Unstressed Iota and Upsilon Before Other Vowels: Glide?

The same question came up when I was first learning Latin, and in spite of some sources which recommended otherwise, I’ve since made it my habit to pronounce an unaccented ‘i’ or ‘u’ (usually regardless of length) followed by another vowel as a glide (transcribed with ‘j’ or ‘w’ in the IPA). Somehow my knowledge of modern Romance made it very difficult to believe that the Romans didn’t use such glides (even though I had much less trouble getting used to pronouncing, for example, ‘v’ as ‘w’ and ‘c’ as ‘k’ even when followed by ‘e’ or ‘i’). So, what’s the stance on this in classical Attic Greek?

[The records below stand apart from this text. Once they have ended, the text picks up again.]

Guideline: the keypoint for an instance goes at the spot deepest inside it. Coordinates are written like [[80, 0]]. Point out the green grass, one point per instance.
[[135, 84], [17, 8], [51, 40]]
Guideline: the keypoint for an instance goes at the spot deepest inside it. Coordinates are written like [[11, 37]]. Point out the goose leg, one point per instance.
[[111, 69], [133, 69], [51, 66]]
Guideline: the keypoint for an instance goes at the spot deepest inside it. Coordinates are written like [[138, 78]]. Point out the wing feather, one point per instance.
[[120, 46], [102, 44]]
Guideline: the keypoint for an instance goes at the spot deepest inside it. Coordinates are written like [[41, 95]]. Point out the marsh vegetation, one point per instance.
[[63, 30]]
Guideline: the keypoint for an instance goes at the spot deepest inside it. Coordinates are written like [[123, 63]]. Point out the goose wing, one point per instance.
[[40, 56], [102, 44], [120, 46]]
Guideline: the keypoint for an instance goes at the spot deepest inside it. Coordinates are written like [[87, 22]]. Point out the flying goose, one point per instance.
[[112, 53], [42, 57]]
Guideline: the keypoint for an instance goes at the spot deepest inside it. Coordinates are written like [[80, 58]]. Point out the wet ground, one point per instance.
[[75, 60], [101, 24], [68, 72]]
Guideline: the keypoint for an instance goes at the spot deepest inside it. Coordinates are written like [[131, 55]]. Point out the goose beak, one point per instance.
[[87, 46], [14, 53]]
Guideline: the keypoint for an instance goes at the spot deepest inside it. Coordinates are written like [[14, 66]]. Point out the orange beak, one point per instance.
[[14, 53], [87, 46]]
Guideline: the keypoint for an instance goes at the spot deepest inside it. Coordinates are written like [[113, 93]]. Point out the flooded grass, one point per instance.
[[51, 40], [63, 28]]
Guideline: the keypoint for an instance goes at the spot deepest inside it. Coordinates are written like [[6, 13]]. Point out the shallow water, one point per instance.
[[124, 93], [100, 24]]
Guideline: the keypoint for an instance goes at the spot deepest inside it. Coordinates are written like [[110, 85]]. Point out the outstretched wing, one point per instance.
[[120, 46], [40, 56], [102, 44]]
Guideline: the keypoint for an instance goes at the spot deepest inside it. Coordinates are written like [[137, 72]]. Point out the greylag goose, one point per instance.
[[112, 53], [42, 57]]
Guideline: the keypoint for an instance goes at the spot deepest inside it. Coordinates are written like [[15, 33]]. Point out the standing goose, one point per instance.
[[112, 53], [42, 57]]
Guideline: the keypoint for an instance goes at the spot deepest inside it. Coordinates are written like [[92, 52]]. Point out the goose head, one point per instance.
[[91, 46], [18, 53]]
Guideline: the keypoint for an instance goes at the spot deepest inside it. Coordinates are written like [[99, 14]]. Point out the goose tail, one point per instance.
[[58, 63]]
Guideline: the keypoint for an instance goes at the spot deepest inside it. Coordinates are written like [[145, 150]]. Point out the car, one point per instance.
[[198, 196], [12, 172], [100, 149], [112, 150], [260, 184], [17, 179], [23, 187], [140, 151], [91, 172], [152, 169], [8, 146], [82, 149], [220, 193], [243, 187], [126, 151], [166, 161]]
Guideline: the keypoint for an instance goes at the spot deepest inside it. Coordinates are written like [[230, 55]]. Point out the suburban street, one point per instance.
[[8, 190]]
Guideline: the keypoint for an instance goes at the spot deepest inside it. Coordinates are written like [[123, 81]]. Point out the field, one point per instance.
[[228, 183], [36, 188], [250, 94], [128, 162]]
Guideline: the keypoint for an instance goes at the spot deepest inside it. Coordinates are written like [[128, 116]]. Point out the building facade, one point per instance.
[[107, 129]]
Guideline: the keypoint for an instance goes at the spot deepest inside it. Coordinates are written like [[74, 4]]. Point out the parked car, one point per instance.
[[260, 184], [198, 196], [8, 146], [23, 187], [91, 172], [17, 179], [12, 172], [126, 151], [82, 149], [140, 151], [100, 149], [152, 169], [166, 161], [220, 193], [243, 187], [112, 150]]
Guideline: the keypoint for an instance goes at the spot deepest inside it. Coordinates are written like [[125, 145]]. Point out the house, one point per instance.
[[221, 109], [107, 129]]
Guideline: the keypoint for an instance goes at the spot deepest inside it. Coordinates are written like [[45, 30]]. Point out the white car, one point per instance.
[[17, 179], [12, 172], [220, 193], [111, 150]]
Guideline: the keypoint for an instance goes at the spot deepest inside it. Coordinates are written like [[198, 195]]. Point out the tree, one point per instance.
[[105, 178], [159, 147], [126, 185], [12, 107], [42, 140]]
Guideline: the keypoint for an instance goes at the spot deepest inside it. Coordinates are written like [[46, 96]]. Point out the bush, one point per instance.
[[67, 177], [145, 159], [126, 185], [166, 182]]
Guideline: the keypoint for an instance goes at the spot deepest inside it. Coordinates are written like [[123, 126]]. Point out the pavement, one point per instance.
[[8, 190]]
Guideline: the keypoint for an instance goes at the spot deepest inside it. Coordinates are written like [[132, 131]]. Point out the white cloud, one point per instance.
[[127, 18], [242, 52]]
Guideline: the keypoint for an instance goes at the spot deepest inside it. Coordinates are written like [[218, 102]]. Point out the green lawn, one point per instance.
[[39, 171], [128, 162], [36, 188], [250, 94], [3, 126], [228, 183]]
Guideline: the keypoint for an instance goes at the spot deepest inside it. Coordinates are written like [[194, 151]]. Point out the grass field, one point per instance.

I vote for yes. I’m not an expert on pronunciation issues, but it seems absolutely natural to me.

The modern pronunciation in many countries of many Greek names beginning with iota + vowel does this (Iason = Yason), but I don’t know of evidence that this happened in ancient Greek. The place to check this would of course be a work such as Allen’s Vox Graeca

Correct me if I’m wrong, but a glide would not function as an independent syllable, correct? In that case, it should be easy to tell whether iota is functioning as a glide or not in most cases – look at accentuation and syllabification. If unstressed iota consistently has the status of a full syllable for metrical purposes (and as far as I know it does), that suggests that (at least in an early period, in the formal setting of poetry) it did not function as a glide.